‘Wild Card’ Review: Jason Takes Las Vegas
I’m not entirely certain why Wild Card is called Wild Card, since the protagonist plays blackjack the whole time. I will grant you that his name is “Jack Wild,” which is groan-inducing to the extreme, but the word “Jack” is in there too, isn’t it? Was Jack of All Trades too wordy? Was Blackjack too “iffy?” Could no one come up with a less generic, more fitting title for one of the better crime movies in recent years?
[Correction: It has been brought to my attention that Jason Statham’s character’s name is actually “Nick” Wild. The name has been changed throughout the rest of this review. The original paragraph shall remain “as is” in an effort to remind me to take more meticulous notes.]
Indeed, all of my complaints about Wild Card stem from that lazy, thoughtless title. The film is a pulpy, enjoyable caper filled with unexpected plot twists and memorable characters, even when they only get a few lines of dialogue. It stars Jason Statham, and he kicks a prerequisite amount of ass, but the real selling point is the rich and densely populated world of Las Vegas and the self-interest that interferes with each character’s pursuit of happiness.
Statham plays Nick Wild (oh, that name), a security expert who takes odd jobs like protecting a rich kid on a gambling vacation, and really odd jobs like taking a fall in a bar fight so a schlub can look good in front of his girlfriend. Nick dreams of making enough money to escape Las Vegas and live a carefree life on a boat, but he can’t say no to people in need, and he also can’t say no to a winning streak. He’s like Rick Blaine with a crappier job, a gambling addiction and a master’s degree in kung fu.

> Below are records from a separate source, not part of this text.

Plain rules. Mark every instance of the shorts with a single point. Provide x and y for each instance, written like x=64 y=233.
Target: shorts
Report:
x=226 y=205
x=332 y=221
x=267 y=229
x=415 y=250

When Nick’s ex-girlfriend Holly (Dominik Garcia-Lorido) comes to him with a shocking story, accusing a mafioso’s son of assault and rape, Nick can’t resist the urge to become involved. And normally, that would be enough for any movie: a roaring rampage of revenge, tier after tier of deadly villains, and finally the no holds barred confrontation with the bad guy behind it all. But Wild Card gets Holly’s vengeance out of the way quickly, wisely understanding that exacting their vigilante justice on a powerful, egomaniacal man-child like Danny DeMarco (Milo Ventimiglia) comes with consequences that will change Nick’s life forever.

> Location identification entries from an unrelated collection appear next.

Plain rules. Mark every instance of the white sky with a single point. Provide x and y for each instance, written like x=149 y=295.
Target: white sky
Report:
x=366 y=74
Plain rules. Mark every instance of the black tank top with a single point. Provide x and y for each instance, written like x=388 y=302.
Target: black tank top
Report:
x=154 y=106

So now Nick needs to skip town, and he needs to skip town fast. What follows is an impressively complicated look at the kind of man Nick really is, and the way his superficial heroism stems from obsessive and destructive compulsions. It throws him into the realm of the ultimate Las Vegas fantasy, then the ultimate Las Vegas nightmare, until it finally culminates in a satisfying dramatic payoff that celebrates his finest qualities while acknowledging that this hero – this seemingly old-fashioned, pedestal-worthy tough guy hero – still has a lot of issues to work through.

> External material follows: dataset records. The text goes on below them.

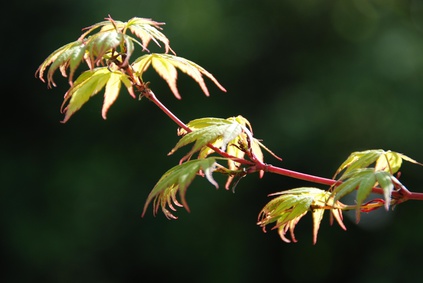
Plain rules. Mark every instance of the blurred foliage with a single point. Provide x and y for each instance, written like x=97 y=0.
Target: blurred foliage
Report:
x=316 y=79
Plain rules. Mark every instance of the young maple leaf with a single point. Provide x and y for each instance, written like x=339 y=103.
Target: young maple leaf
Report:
x=166 y=66
x=176 y=180
x=357 y=175
x=290 y=206
x=90 y=83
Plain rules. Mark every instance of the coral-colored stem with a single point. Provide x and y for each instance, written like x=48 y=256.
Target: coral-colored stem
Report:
x=259 y=166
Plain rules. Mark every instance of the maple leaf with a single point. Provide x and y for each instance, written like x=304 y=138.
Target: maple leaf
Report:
x=177 y=179
x=166 y=66
x=99 y=47
x=359 y=176
x=287 y=209
x=90 y=83
x=233 y=135
x=145 y=29
x=69 y=55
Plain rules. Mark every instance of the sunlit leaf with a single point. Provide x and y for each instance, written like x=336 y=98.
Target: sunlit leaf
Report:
x=69 y=55
x=176 y=180
x=90 y=83
x=145 y=29
x=166 y=66
x=385 y=180
x=359 y=159
x=103 y=42
x=222 y=129
x=290 y=206
x=359 y=176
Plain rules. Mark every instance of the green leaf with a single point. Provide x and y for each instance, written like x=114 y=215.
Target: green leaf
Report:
x=103 y=42
x=291 y=205
x=90 y=83
x=148 y=30
x=222 y=129
x=69 y=55
x=359 y=159
x=385 y=180
x=145 y=29
x=166 y=66
x=177 y=179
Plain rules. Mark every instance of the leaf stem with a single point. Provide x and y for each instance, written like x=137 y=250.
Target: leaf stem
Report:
x=258 y=165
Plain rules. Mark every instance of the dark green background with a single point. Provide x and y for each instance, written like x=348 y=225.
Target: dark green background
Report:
x=317 y=80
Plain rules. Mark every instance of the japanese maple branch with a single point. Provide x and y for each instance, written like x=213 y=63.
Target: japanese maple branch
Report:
x=152 y=97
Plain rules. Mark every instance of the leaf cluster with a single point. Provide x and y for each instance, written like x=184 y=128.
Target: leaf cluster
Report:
x=107 y=53
x=363 y=171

Written by the great William Goldman (All the President’s Men) and directed by Simon West (The Mechanic), a generally middlebrow director who apparently shines when he’s got a really good script to work with, Wild Card is a fine motion picture. It takes the audience in unfamiliar directions, but it never leaves their comfort zone altogether. It’s a memorably smart, unpredictable crime drama with exciting thrills and intriguing characters. And although it never doubles down by entering into the realm of actual brilliance, it lets its finer qualities ride. You’ll have a fun riding along with it.